The Supporting Players
It's hard to organize Labyrinth's many characters by relevance, because they have so many
degrees of role and importance. But this is what we consider Third Tier characters, guys who have some
impact on Sarah's life or her journey in the Labyrinth.
Sarah's parents are very ordinary and have no understanding
of Sarah and her fantasy life. They're supposed to be boring enough that you empathize with Sarah for
wanting to bail on them, but they're never redeemed in the slightest, and her bad association with them
is never addressed. They're so lousy that they're part of why Labyrinth's ending
doesn't make sense. Who would ever want to go back to these people?
And no one knows why their dialog is so badly looped. They may even have dubbed voices of other actors.
We don't know Sarah's Stepmom's name. It's even missing from the novelization of the movie.
The same was true for the wicked stepmom in Cinderella, so maybe she was supposed to be an anonymous figure of
menace. We're not sure if this character was meant to be Queen Bitch or
just an average '80s stepparent that Sarah would be overly sensitive to.
(The 1980s were populated with emotionally-distant
stepparents and their stepkids who refused to call them "Mom" or "Dad.")

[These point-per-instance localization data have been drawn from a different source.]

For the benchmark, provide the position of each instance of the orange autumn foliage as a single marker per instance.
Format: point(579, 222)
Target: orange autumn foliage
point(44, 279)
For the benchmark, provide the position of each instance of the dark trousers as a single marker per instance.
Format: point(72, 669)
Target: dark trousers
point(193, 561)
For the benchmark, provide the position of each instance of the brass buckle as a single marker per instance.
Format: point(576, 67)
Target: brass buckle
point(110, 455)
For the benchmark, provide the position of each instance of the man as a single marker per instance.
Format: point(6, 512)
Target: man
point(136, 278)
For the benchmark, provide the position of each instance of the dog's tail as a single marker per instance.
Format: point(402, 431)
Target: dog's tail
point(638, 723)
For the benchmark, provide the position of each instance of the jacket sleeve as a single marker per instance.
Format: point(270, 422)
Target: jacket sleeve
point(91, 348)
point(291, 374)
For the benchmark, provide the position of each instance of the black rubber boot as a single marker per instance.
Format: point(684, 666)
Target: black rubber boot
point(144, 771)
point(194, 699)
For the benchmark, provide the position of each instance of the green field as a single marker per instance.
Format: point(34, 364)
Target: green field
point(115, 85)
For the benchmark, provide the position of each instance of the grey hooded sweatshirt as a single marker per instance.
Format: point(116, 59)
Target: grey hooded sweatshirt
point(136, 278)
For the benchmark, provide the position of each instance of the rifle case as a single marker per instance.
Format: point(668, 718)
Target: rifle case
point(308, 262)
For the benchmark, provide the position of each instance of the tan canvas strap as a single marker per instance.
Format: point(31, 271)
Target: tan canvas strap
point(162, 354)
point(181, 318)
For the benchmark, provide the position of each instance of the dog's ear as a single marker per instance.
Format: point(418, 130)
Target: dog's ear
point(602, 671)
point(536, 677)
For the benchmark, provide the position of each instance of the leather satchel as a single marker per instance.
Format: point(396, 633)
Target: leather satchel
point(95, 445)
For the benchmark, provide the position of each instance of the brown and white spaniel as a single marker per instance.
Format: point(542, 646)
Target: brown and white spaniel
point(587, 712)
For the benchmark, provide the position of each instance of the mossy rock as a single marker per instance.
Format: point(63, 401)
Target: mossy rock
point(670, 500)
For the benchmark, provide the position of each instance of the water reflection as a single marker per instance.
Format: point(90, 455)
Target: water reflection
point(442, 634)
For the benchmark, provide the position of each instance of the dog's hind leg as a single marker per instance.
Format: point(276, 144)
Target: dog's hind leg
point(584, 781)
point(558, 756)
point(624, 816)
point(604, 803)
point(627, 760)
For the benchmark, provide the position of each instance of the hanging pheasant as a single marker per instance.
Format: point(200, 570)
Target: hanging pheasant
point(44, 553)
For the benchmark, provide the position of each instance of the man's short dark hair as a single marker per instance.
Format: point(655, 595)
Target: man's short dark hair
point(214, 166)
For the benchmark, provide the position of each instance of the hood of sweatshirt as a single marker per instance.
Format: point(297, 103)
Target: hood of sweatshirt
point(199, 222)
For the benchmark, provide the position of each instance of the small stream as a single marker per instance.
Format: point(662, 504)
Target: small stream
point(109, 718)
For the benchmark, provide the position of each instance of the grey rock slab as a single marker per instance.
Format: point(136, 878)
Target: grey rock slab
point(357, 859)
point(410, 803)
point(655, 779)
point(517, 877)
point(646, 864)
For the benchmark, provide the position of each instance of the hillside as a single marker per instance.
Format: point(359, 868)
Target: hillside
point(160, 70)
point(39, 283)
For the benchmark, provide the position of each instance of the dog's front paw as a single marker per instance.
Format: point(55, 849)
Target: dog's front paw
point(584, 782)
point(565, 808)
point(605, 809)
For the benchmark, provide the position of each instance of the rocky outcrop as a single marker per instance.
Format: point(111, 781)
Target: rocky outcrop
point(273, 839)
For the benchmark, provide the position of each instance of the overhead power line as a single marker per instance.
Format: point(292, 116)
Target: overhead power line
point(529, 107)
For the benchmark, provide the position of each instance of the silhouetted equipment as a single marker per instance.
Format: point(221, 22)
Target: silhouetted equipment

Stepmom is assertive and clearly dominant in the marriage, but for
a megabitch, she's not too bad. If anything, this sequence portrays Sarah as a bit spoiled and
"Robert Williams" is as interesting as that fascinating name would suggest. It's "Robert"
according to the novelization, but on the film alone, he's a nobody.
The actual dude (Christopher Malcolm) went on to steady
work as a character actor, but we don't think much of Robert the character. Who
would want this guy as a dad or boyfriend, let alone as a husband? He's so unremarkable.
We don't enjoy Sarah's Stepmom either, but at least she has moxie.
These are some of your more beastly Underground folks. We think they're a subspecies of goblin, but it's hard to
tell since they're always covered in armor. This is protection from themselves, because they're very dumb and have
weapons. We don't even know what these things are really called, because "Nipper" refers only to the weapon: a long
pole that has a naked, fetal velociraptor clinging to it. This thing can bite on command, and they use it to torment
other, loftier characters that they can't otherwise reach to harass.
In this case, it's Ludo. We assume he stepped into a foot snare, maybe a trap set by these sadistic goblins, and
they enjoy torturing the poor guy until Sarah comes along and helps him.
The Four Guards
When it comes to Labyrinth, people invariably bring up two things:
1. Jareth's Package
2. These silly characters and whether Sarah chose the correct door!
We don't know their real names, but in the book Sarah calls these guys Alph (Left) and Ralph (Right), and the guards underneath are
Jim and Tim. These are freaky conjoined cardsuit
twin muppets with heads, arms, and legs on both ends. Sarah takes these guys pretty seriously, but they whisper
to each other and get a
laugh over what to tell her. They really are double-sided, two-faced cards. Sorta cute, but we
think they're just
screwing around at Sarah's expense.
Did she choose the correct door?
Sarah is smart here and uses a double-blind proposal to get the doors to answer a question the same way. It totally
does work and makes sense if you think it through. (Apparently the writers made sure of that.)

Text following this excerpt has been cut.